Augment existing files

If you think Faker generated data doesn’t make sense for you and you want your files to look like a collection of 100 files you already have, you could use augmentation features.

You will need additional requirements:

pip install faker-file[ml]

Usage example:

from faker_file.providers.augment_file_from_dir import (
    AugmentFileFromDirProvider,
)

FAKER.add_provider(AugmentFileFromDirProvider)

file = FAKER.augment_file_from_dir(
    source_dir_path="/home/me/Documents/faker_file_source/",
    wrap_chars_after=120,
)

Generated file will resemble text of the original document, but will not be the same.

CLI

Even if you’re not using automated testing, but still want to quickly generate a file with fake content, you could use faker-file:

faker-file generate-completion
source ~/faker_file_completion.sh

Generate an MP3 file:

faker-file mp3_file --prefix=my_file_

Generate 10 DOCX files:

faker-file docx_file --nb_files 10 --prefix=my_file_

Without faker-file 

There are alternatives.

You could simply store a collection of test files somewhere. If you do so, make sure you “know” your collection. It should be obvious of how to use it. In other words - document it properly, alongside snippets to make most of it.

Then there comes a natural question - where to store? Should it be centrally hosted or per repository?

An obvious drawback of centrally hosted approach is that modifications become critical. A mistake may cause failure of your CI/CD pipeline. Also, you need to take care of the setup (for both CI/CD and development).

On the other hand, if you do it per project/repository basis, or even using a blue-print repository, you miss these direct contributions to the upstream.

BTW, consider storing your test files in GitLFS.

Besides, adding test files to the repository still feels a little bit strange to me. There’s always a case when you need to have a variation and therefore you need to make another copy, sometimes a very long copy. And oh, refactoring and cleaning up becomes almost unmanageable.

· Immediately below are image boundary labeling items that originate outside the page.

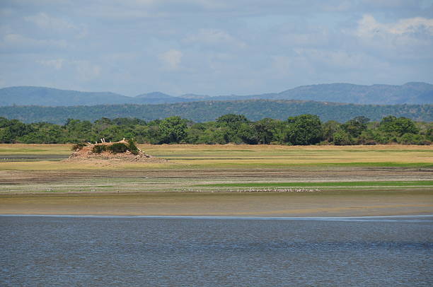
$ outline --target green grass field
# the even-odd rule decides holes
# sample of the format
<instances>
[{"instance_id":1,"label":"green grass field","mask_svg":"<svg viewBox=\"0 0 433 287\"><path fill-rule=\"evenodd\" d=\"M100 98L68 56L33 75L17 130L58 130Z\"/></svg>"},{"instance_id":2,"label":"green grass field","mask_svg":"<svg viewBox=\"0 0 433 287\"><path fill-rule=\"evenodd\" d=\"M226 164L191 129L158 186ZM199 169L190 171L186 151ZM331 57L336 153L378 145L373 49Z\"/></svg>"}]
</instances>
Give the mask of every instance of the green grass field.
<instances>
[{"instance_id":1,"label":"green grass field","mask_svg":"<svg viewBox=\"0 0 433 287\"><path fill-rule=\"evenodd\" d=\"M71 145L0 144L0 192L432 190L433 147L141 145L168 163L64 162Z\"/></svg>"}]
</instances>

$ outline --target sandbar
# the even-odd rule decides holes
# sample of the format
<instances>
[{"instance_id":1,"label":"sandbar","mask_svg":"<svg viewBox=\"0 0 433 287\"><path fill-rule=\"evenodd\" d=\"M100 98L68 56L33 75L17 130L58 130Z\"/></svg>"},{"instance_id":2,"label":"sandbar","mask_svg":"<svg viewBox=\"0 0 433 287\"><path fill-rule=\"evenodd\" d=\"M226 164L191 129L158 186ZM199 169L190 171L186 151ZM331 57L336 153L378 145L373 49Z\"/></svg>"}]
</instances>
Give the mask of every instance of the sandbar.
<instances>
[{"instance_id":1,"label":"sandbar","mask_svg":"<svg viewBox=\"0 0 433 287\"><path fill-rule=\"evenodd\" d=\"M0 195L0 214L368 216L433 214L433 192Z\"/></svg>"}]
</instances>

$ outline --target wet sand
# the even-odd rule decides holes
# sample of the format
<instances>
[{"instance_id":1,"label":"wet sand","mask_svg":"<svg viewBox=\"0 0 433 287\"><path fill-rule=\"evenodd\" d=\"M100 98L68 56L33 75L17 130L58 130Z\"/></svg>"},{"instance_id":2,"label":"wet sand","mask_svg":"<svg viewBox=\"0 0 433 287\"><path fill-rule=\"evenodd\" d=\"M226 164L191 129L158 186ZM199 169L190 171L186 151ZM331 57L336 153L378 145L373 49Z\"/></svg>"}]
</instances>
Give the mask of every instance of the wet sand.
<instances>
[{"instance_id":1,"label":"wet sand","mask_svg":"<svg viewBox=\"0 0 433 287\"><path fill-rule=\"evenodd\" d=\"M0 195L0 214L363 216L433 214L433 192Z\"/></svg>"}]
</instances>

Additionally, you could always go for a mixed approach, when some of the essentially needed files you still do store in the repository (and that can be project specific), while you still make use of the synthetic data for the cases when it’s justified.

Recap/conclusion

Most likely, combination of Faker, factory_boy and faker-file will do just fine for your MVP and even way beyond that (you have all in one: synthetic data + dynamic fixtures + generation of files). This approach also saves you from thinking about where to store your test data, and overall, makes your code more manageable and simplifies the development process.
If you need to test files in your project, think upfront about the details, such as amount of test files you will need, where to store them, how to store them, etc.
If some of your test cases are too specific to replicate with faker-file, consider using hybrid approach.